Donor-advised funds, the financial mechanism that allows tax deductions without ensuring the money is ever used for charitable purposes, are in the cross hairs of Congress. As part of the tax overhaul proposed by the House is a provision that calls for a five-year payout of donor advised funds.
“This legislation is well past due because donor-advised funds have essentially grown from nothing in 1991 when the first commercial DAF was established to having over $45 billion today,” says Boston College Law Professor Ray Madoff, who has been examining donor-advised funds for years. “This would be a huge boon to the many, many charitable organizations that depend on charitable donations.”
Donor-advised funds have been called deduction giving machines because they offer benefits to the people giving – tax deductions – but don’t force the financial entity holding the fund to ever distribute the money.
“There is no obligation, there’s no time period during which that money has to be put to charitable use,” says Madoff, whose expertise includes philanthropy and charitable deductions. “So money is sitting in Fidelity Charitable, Vanguard Charitable, Schwab Charitable and it is making money for the financial institutions with which they’re associated but there’s no obligation for it to be further committed to charity.”
Now, thanks to the House bill, there could be an end in sight for those hoping donated money will be used for its intended purpose. For Madoff, Congress is finally sending the proper message.

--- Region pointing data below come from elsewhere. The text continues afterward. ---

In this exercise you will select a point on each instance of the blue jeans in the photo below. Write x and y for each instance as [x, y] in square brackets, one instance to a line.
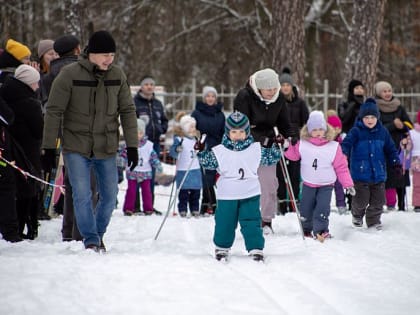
[156, 147]
[315, 208]
[92, 223]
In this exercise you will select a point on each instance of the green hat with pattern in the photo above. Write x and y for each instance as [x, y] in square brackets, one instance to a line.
[237, 120]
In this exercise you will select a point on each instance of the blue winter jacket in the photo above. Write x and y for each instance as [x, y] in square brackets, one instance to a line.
[211, 121]
[369, 150]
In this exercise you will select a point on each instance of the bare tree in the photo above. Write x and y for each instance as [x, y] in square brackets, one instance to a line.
[364, 42]
[289, 37]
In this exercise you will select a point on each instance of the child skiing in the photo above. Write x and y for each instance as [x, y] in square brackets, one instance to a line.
[322, 162]
[370, 149]
[415, 163]
[182, 150]
[142, 174]
[340, 201]
[237, 159]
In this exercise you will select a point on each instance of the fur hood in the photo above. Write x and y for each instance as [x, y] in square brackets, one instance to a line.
[329, 135]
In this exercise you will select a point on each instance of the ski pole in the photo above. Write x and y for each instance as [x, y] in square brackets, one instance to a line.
[177, 190]
[287, 181]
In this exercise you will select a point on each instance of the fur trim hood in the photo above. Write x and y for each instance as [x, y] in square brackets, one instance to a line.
[329, 135]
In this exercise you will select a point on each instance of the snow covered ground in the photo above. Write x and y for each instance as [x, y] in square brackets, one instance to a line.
[357, 272]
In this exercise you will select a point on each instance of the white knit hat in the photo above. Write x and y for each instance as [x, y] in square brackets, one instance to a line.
[209, 89]
[381, 86]
[44, 46]
[266, 79]
[186, 122]
[27, 74]
[316, 121]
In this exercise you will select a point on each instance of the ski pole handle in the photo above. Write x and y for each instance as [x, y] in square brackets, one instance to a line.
[203, 138]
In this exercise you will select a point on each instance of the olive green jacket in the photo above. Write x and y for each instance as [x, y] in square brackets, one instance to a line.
[89, 103]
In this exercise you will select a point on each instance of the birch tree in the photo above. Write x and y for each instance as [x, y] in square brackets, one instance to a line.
[364, 42]
[289, 37]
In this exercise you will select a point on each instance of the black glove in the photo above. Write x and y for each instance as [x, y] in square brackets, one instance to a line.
[132, 158]
[199, 146]
[294, 140]
[397, 170]
[279, 139]
[49, 159]
[266, 142]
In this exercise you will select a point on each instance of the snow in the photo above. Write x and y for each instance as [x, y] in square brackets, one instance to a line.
[359, 271]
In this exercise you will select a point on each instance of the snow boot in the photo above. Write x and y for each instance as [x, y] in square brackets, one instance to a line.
[222, 254]
[256, 254]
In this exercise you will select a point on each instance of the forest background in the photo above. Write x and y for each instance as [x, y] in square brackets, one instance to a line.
[222, 42]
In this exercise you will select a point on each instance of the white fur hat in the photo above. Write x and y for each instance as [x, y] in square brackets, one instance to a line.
[266, 79]
[27, 74]
[316, 121]
[185, 123]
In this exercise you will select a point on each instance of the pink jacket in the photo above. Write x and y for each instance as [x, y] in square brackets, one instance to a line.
[339, 164]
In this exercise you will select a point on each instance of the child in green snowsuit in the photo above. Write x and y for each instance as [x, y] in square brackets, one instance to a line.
[237, 160]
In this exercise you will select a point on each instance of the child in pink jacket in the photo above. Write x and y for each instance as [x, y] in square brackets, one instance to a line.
[322, 162]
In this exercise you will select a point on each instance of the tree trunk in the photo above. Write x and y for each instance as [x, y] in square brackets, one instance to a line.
[364, 42]
[289, 38]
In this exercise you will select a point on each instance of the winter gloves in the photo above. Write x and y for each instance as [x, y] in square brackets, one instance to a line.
[179, 147]
[199, 146]
[351, 191]
[132, 158]
[48, 159]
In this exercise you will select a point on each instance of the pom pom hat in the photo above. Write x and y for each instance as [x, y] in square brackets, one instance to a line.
[237, 120]
[101, 42]
[316, 120]
[186, 122]
[369, 108]
[353, 83]
[266, 79]
[27, 74]
[141, 125]
[334, 121]
[17, 50]
[381, 86]
[66, 44]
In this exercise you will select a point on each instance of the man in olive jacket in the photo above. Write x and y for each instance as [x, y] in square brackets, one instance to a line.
[86, 100]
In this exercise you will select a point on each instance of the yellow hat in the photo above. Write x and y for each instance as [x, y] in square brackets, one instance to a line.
[17, 50]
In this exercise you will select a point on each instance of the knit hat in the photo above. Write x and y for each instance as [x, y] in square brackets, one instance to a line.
[353, 83]
[65, 44]
[186, 122]
[237, 120]
[381, 86]
[207, 90]
[369, 107]
[44, 46]
[266, 79]
[316, 120]
[147, 79]
[286, 76]
[27, 74]
[141, 125]
[334, 121]
[17, 50]
[101, 42]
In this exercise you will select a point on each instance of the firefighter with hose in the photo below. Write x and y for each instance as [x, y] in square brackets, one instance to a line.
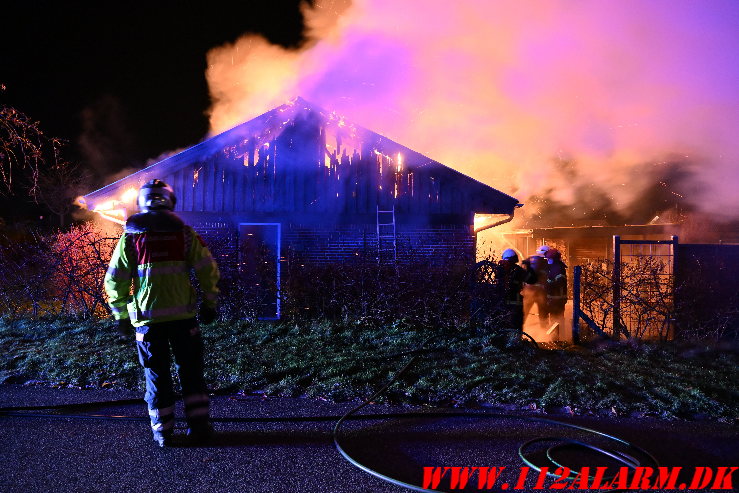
[155, 255]
[510, 279]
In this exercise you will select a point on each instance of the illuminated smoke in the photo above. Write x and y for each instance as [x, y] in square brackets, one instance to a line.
[508, 91]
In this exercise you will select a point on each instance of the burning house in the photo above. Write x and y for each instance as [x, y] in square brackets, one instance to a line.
[306, 181]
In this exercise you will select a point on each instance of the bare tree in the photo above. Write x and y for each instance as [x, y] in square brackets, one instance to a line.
[31, 163]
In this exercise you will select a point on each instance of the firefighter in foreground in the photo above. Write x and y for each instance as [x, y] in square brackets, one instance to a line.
[156, 254]
[510, 278]
[535, 293]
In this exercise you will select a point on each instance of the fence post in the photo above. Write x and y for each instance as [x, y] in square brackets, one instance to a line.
[577, 274]
[671, 324]
[616, 287]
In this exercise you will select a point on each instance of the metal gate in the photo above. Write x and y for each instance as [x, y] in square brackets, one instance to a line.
[644, 288]
[641, 301]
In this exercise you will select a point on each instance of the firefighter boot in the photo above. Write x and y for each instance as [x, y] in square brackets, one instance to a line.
[164, 438]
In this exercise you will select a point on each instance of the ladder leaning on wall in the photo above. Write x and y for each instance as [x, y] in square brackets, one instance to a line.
[386, 242]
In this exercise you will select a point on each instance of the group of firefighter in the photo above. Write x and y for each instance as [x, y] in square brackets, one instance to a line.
[150, 293]
[540, 283]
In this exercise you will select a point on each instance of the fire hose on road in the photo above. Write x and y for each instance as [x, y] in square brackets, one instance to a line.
[622, 452]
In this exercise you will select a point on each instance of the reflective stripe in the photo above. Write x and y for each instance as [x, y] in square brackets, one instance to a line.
[192, 399]
[148, 270]
[163, 426]
[162, 312]
[158, 413]
[198, 411]
[118, 274]
[203, 262]
[118, 309]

“I think that it’s a very important message that when we grant a charitable deduction we want to make sure money is actually going to charitable ends. There’s a long way between a proposal and a law but this is very significant because it changes the parameters of the conversation. So even if it doesn’t get passed this time, it increases the likelihood that it will be addressed like this going forward. Or if not, you have to answer ‘Why aren’t you addressing it in this type of sensible way?’
“This proposal, if it becomes law, is not going to raise any revenue but it could significantly affect the status of all of the country’s charitable organizations.”